Quietly, and somewhat suddenly over the last decade, the state known for peaches, Coca-Cola, and the 1996 Olympics became an economic powerhouse for small businesses. Georgia has become a hub for innovation and creative ideas, a place where entrepreneurs can come to act on their aspirations. Not convinced? The proof is in the numbers. According to Datafox, Atlanta is the seventh best city in the United States to start a business. Site Selection and Thumbtack all give the state top ratings in the category of business friendliness. Favorable business laws, a lower cost of living, and accessible business resources have made Georgia a favorite for entrepreneurs. However, for budding startup owners, what are the industries that are on the rise in the state? There is a lot to choose from, but there are a select few that have the potential for enormous growth in the coming years. Read on for six industries that have a promising outlook for Georgia entrepreneurs.
Everyone in Georgia can think of a time they drove through Metro Atlanta —or even further out— and witnessed a film and lighting crew shooting a movie or show. Georgia is now the number one filming location in the world. The state alone has surpassed California, the United Kingdom, and Canada. Georgian entrepreneurs who develop startups related to any part of the film industry are in the right place.
Construction, Lumber, and Wood
The housing bubble did have many questioning the return of construction, but a decade later, the industry has seen a resurgence. Georgia’s unemployment rate is at a steady 4.5 almost matching with the national average of 4.1. Citizens are working again and are interested in owning property. As a result, commercial and residential building projects are on the rise, creating a lot of work for entrepreneurs specializing in construction.
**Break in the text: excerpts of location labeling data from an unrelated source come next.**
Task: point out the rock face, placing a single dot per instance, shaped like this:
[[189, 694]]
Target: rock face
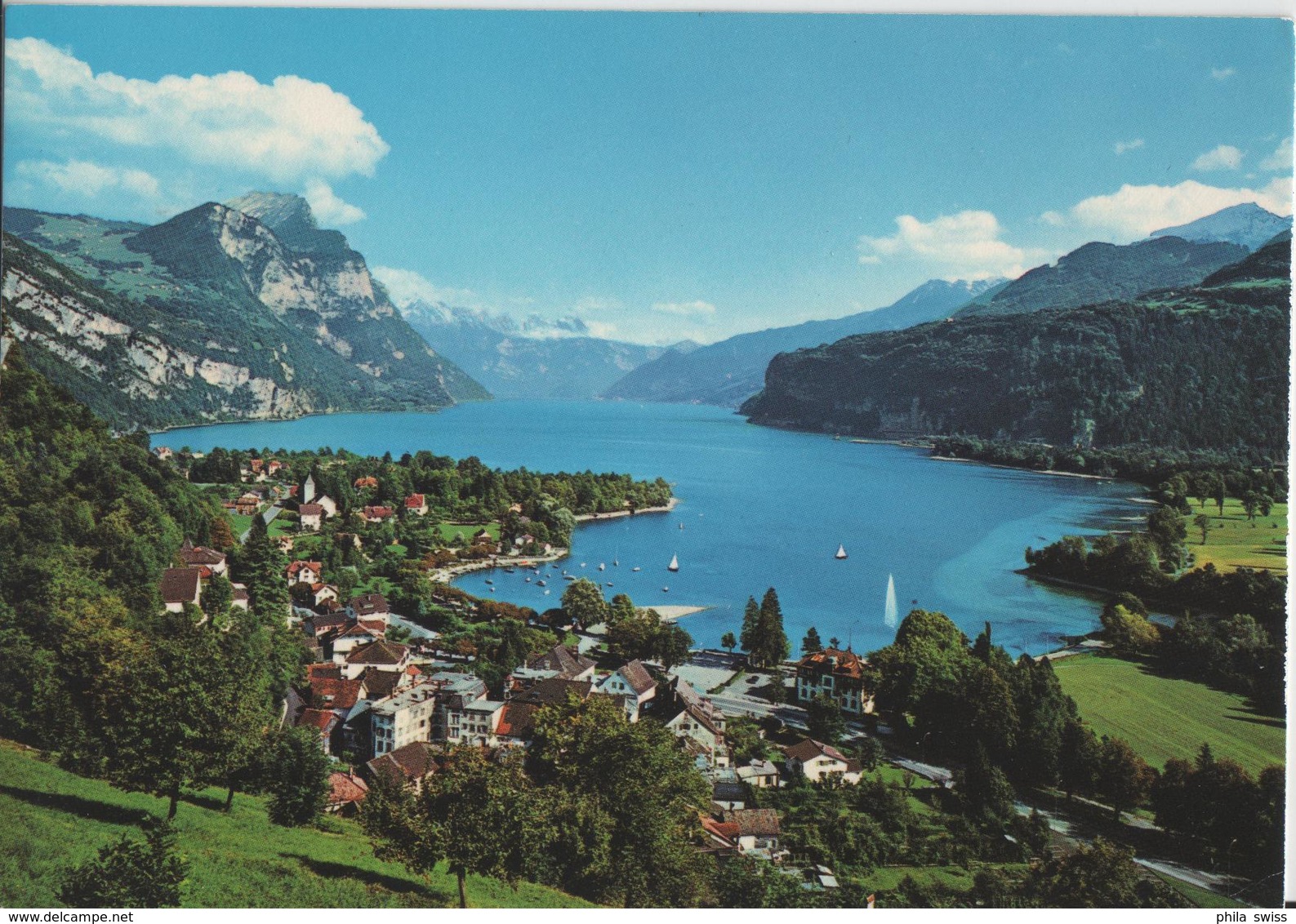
[[728, 372], [212, 315], [1201, 367], [529, 358]]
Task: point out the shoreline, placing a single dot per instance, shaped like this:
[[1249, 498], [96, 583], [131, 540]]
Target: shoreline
[[593, 518], [1022, 468]]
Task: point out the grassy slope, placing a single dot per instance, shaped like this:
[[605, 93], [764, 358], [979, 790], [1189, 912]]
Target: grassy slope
[[55, 820], [1234, 542], [1167, 717]]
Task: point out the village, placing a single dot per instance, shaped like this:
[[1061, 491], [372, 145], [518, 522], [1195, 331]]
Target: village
[[392, 707]]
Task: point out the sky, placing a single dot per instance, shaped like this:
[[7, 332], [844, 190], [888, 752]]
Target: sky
[[658, 175]]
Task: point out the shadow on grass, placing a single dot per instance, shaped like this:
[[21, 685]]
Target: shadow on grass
[[75, 805], [371, 877], [1156, 666]]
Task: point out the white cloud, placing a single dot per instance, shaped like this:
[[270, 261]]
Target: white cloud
[[90, 179], [1225, 157], [684, 309], [1133, 213], [408, 286], [966, 245], [1280, 160], [328, 207], [289, 130]]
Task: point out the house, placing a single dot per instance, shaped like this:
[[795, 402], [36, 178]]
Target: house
[[839, 674], [406, 717], [385, 656], [634, 683], [320, 593], [563, 663], [690, 714], [816, 761], [759, 774], [309, 571], [757, 831], [371, 606], [180, 586], [310, 515], [412, 763], [346, 792], [376, 515]]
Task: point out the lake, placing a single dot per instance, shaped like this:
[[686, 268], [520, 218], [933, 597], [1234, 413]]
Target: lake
[[759, 509]]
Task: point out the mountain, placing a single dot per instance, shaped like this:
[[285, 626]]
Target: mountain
[[1245, 224], [529, 358], [733, 370], [1099, 273], [1201, 367], [210, 315]]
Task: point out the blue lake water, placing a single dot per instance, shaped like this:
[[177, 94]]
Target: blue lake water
[[759, 509]]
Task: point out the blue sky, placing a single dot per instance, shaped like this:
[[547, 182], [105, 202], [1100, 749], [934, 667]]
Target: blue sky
[[658, 174]]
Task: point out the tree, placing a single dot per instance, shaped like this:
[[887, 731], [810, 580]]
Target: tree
[[583, 603], [1101, 875], [1203, 522], [1129, 631], [130, 873], [1123, 775], [648, 789], [298, 780], [825, 719]]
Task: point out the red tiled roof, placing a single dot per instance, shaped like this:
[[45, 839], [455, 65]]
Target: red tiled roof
[[836, 663], [180, 584], [518, 719], [346, 789], [412, 761], [335, 694], [298, 566]]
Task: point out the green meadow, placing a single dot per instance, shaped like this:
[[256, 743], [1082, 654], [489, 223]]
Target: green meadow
[[1164, 717], [55, 820]]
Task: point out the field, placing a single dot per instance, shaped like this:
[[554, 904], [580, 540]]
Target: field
[[1236, 542], [1168, 717], [448, 531], [55, 820]]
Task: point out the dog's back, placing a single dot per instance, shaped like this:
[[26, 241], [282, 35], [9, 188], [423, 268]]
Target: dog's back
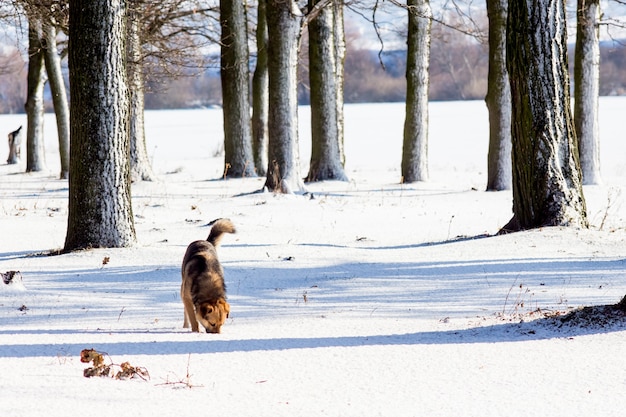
[[204, 272], [203, 290]]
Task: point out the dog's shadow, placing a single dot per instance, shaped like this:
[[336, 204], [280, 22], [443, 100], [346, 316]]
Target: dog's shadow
[[582, 322]]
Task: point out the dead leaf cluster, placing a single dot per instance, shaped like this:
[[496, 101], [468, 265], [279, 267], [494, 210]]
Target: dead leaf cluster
[[102, 369]]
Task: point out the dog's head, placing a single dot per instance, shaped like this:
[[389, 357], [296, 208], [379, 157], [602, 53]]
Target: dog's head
[[213, 315]]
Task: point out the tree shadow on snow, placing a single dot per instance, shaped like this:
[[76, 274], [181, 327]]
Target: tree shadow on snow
[[582, 322]]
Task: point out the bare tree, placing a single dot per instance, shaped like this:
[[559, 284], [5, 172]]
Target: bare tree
[[498, 100], [587, 88], [35, 151], [415, 144], [260, 99], [283, 22], [547, 187], [52, 61], [100, 209], [326, 155], [238, 159], [140, 167]]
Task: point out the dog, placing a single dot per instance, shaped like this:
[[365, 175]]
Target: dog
[[203, 290]]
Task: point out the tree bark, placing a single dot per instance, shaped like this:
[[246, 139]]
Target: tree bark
[[35, 150], [415, 144], [498, 100], [325, 152], [547, 188], [283, 22], [238, 159], [100, 210], [260, 99], [59, 96], [140, 167], [340, 59], [587, 88]]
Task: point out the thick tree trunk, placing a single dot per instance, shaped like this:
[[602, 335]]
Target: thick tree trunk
[[547, 188], [35, 151], [238, 159], [325, 152], [587, 88], [415, 144], [260, 99], [100, 210], [283, 172], [498, 100], [140, 167], [59, 96]]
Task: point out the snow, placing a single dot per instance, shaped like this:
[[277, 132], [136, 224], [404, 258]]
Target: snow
[[363, 298]]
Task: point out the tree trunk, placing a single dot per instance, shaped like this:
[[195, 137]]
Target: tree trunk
[[238, 160], [547, 189], [260, 99], [59, 96], [15, 146], [340, 59], [100, 210], [498, 100], [325, 152], [587, 88], [415, 144], [283, 22], [35, 151], [140, 167]]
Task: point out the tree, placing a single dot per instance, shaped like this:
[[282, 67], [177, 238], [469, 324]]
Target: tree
[[283, 23], [326, 156], [415, 144], [260, 99], [238, 160], [340, 60], [35, 152], [140, 167], [547, 189], [100, 210], [587, 88], [52, 62], [498, 100]]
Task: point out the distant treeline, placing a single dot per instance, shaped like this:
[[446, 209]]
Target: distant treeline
[[458, 72]]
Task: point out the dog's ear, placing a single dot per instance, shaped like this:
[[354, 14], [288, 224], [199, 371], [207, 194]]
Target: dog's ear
[[224, 306]]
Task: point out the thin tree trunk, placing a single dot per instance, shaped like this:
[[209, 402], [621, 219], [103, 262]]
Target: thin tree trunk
[[498, 100], [587, 88], [283, 172], [415, 144], [340, 59], [260, 99], [547, 188], [100, 209], [140, 167], [35, 151], [59, 96], [238, 159], [325, 152]]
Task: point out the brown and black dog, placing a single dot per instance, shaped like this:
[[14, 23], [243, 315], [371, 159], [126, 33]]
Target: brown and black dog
[[203, 290]]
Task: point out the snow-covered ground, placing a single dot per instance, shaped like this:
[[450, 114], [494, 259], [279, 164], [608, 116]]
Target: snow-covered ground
[[363, 298]]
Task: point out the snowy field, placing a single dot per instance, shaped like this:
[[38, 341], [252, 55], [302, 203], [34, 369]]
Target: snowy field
[[364, 298]]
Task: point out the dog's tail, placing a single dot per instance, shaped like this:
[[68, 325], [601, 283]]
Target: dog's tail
[[220, 226]]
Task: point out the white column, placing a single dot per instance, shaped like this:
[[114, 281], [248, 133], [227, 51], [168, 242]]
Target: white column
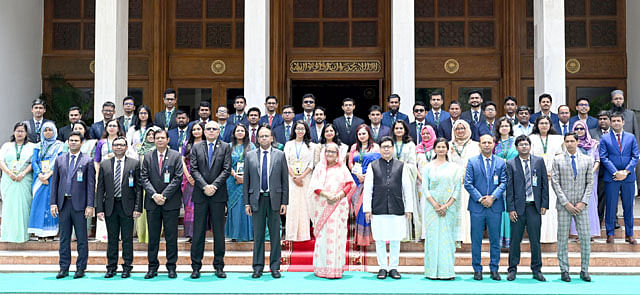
[[20, 61], [111, 54], [633, 56], [549, 59], [403, 73], [256, 52]]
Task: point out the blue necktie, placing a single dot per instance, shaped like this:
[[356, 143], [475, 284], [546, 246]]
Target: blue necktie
[[210, 154], [264, 183], [573, 165]]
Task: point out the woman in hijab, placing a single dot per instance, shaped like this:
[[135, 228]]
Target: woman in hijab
[[41, 223]]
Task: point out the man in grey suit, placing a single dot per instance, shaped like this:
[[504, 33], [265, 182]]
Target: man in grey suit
[[119, 200], [572, 180], [266, 196], [161, 177], [210, 168], [526, 205]]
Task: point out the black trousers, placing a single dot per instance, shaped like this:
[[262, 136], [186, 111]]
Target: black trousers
[[119, 225], [216, 211], [532, 220], [265, 216], [157, 219]]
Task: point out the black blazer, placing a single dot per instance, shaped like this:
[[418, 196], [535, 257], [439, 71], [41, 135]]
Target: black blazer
[[153, 180], [516, 191], [217, 174], [348, 137], [131, 195]]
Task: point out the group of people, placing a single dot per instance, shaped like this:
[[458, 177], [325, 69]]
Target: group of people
[[245, 173]]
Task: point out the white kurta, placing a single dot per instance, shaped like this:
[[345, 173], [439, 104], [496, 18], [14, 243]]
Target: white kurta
[[388, 227]]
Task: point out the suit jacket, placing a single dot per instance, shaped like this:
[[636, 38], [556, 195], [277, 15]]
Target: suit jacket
[[478, 184], [277, 120], [570, 189], [153, 180], [160, 119], [216, 174], [131, 195], [614, 159], [82, 192], [591, 121], [387, 120], [278, 179], [31, 129], [517, 192], [348, 136]]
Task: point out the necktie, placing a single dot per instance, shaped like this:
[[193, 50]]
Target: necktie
[[264, 185], [117, 191], [573, 166], [527, 176], [210, 154]]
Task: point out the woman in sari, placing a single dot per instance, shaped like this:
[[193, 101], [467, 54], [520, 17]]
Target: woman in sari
[[505, 149], [546, 143], [148, 145], [15, 162], [239, 226], [41, 222], [591, 148], [461, 149], [441, 184], [331, 190], [363, 152], [299, 154], [405, 151], [196, 135]]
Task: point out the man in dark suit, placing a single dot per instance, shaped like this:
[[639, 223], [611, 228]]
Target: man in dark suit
[[527, 200], [271, 117], [75, 114], [129, 118], [619, 157], [348, 123], [167, 119], [161, 177], [210, 168], [108, 110], [266, 196], [72, 197], [38, 108], [119, 200], [377, 129], [485, 180]]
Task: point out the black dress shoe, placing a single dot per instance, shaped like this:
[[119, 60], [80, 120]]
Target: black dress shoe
[[63, 273], [195, 274], [477, 276], [538, 276], [79, 274], [511, 276], [221, 274], [275, 274], [172, 274], [151, 274], [110, 274], [394, 274], [565, 276], [585, 276]]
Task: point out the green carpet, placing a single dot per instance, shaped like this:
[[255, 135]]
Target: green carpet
[[291, 283]]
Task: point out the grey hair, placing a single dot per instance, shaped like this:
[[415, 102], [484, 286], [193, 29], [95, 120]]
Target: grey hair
[[617, 91]]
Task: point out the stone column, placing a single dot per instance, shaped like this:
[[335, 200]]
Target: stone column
[[403, 73], [549, 58], [111, 55], [256, 52]]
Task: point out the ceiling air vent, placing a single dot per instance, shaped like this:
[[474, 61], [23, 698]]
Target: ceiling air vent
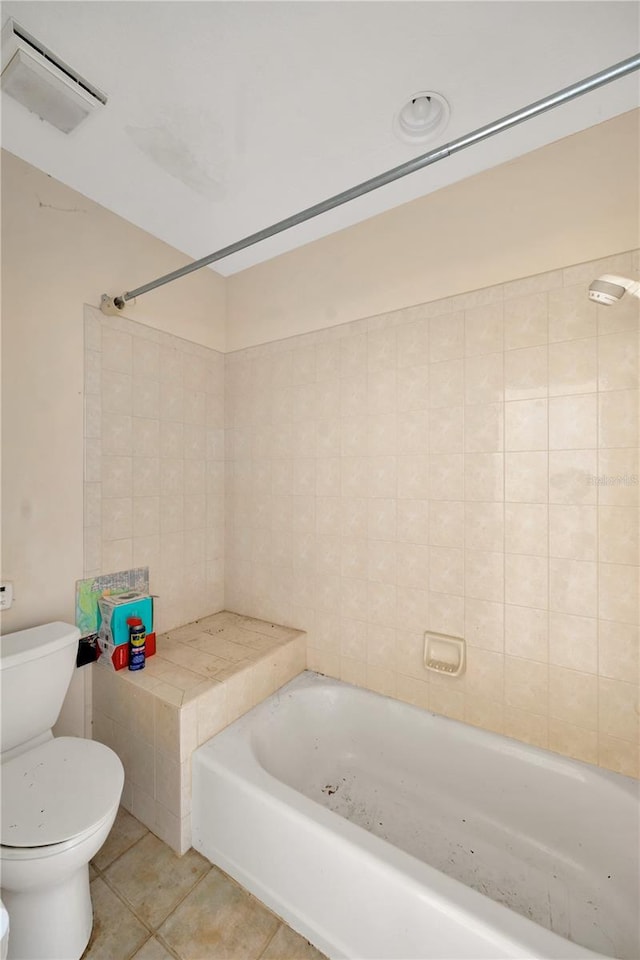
[[43, 83]]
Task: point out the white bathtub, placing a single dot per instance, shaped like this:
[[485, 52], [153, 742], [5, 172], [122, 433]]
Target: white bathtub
[[378, 830]]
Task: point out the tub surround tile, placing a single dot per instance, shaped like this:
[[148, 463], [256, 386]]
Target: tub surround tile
[[219, 918], [204, 675]]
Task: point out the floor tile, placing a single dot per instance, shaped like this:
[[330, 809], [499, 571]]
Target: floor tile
[[116, 933], [289, 945], [152, 950], [124, 833], [153, 879], [220, 921]]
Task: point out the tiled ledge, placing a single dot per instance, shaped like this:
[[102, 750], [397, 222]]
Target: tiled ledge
[[204, 676]]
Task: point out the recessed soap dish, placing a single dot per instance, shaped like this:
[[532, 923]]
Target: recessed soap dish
[[444, 654]]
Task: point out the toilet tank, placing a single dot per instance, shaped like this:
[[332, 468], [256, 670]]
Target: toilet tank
[[36, 667]]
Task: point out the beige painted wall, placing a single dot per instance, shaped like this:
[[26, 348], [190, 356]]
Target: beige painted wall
[[60, 250], [569, 202]]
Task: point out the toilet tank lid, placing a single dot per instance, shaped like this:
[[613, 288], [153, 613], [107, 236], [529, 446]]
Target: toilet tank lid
[[35, 642]]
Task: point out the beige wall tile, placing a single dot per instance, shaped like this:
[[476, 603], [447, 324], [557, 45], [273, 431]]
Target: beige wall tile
[[484, 476], [573, 741], [571, 314], [353, 671], [526, 685], [484, 526], [484, 624], [622, 756], [624, 317], [571, 476], [618, 533], [446, 383], [573, 422], [485, 674], [526, 373], [446, 337], [528, 727], [413, 691], [403, 500], [618, 709], [447, 476], [618, 650], [447, 701], [618, 480], [573, 697], [526, 477], [618, 361], [484, 428], [484, 575], [526, 581], [446, 570], [573, 642], [573, 367], [484, 329], [446, 430], [526, 425], [573, 587], [573, 532], [526, 323], [484, 379], [526, 528], [618, 418], [618, 592]]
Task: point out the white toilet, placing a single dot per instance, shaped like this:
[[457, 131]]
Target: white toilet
[[60, 797]]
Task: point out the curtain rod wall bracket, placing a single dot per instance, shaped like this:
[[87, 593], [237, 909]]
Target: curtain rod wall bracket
[[111, 306]]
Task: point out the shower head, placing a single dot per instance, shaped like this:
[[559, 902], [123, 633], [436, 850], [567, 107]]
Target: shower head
[[608, 289]]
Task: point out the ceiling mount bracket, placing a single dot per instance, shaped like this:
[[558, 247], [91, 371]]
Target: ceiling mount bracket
[[111, 306]]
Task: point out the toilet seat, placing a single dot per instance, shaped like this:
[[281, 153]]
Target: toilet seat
[[59, 791]]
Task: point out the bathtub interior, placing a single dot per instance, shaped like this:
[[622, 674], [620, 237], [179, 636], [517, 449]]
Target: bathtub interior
[[553, 840]]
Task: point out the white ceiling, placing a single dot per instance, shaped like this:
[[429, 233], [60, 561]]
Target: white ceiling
[[224, 117]]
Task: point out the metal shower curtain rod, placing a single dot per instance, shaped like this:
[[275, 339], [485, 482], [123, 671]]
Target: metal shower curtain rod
[[618, 70]]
Atlanta and the surrounding suburbs have always been car-dependent. However, other factors are contributing to the automotive industry being a smart investment for potential dealership owners and automotive entrepreneurs. Kia Motors has a production plant located on the outskirts of the Metro area, while Porsche and Mercedes both have North American corporate offices in Atlanta. The port of Savannah is the leading eastern seaboard auto part import center, and the port of Brunswick is the fastest growing auto port in the Southeast.
According to the Solar Energy Industries Association, Georgia is the third fastest-growing generator of solar power in the United States and the eighth-largest producer of solar energy. In the last year, solar panel prices have fallen 17 percent, making it a more affordable energy option for consumers and commercial businesses. This field is still emerging and is taking time to catch on with potential customers, but as companies continue to look into ways to save on energy costs, solar energy is shaping to be a promising alternative.
Quietly, Atlanta has become home to 100 financial technology companies with the focus of digitally processing credit cards and other digital payment options. Roughly 70 percent of the $4.4 trillion payments in North America go through companies in the city. Georgia is third in the country for producing revenues through the Fintech industry at $72 billion. There is definitely a lot of money to be made in the sector of processing digital transactions. Georgia Tech and the Atlanta Technology Development Center have developed opportunities for entrepreneurs to attain startup funding in this industry, so there is help for those interested.
When most people think of Georgia’s number one export, they likely think of the state’s peaches. However, many would be surprised to know that aerospace products take the top spot. In fact, Georgia’s aerospace product exports have topped eight billion worldwide. Georgia’s proximity to space launch facilities in Alabama and Florida and a partnership with Robins Air Force Base make it a prime location for entrepreneurs interested in developing a company in this field.
While Atlanta is the epicenter of a lot of the state’s economic activity, the whole state of Georgia has something to offer budding entrepreneurs. In the coming years, as the state’s population continues to expand, business owners will be needed to not only provide economic growth in the form of revenue but also in the jobs they can offer. If the industries mentioned above are any indicator, Georgia’s continued economic growth will be exciting to watch.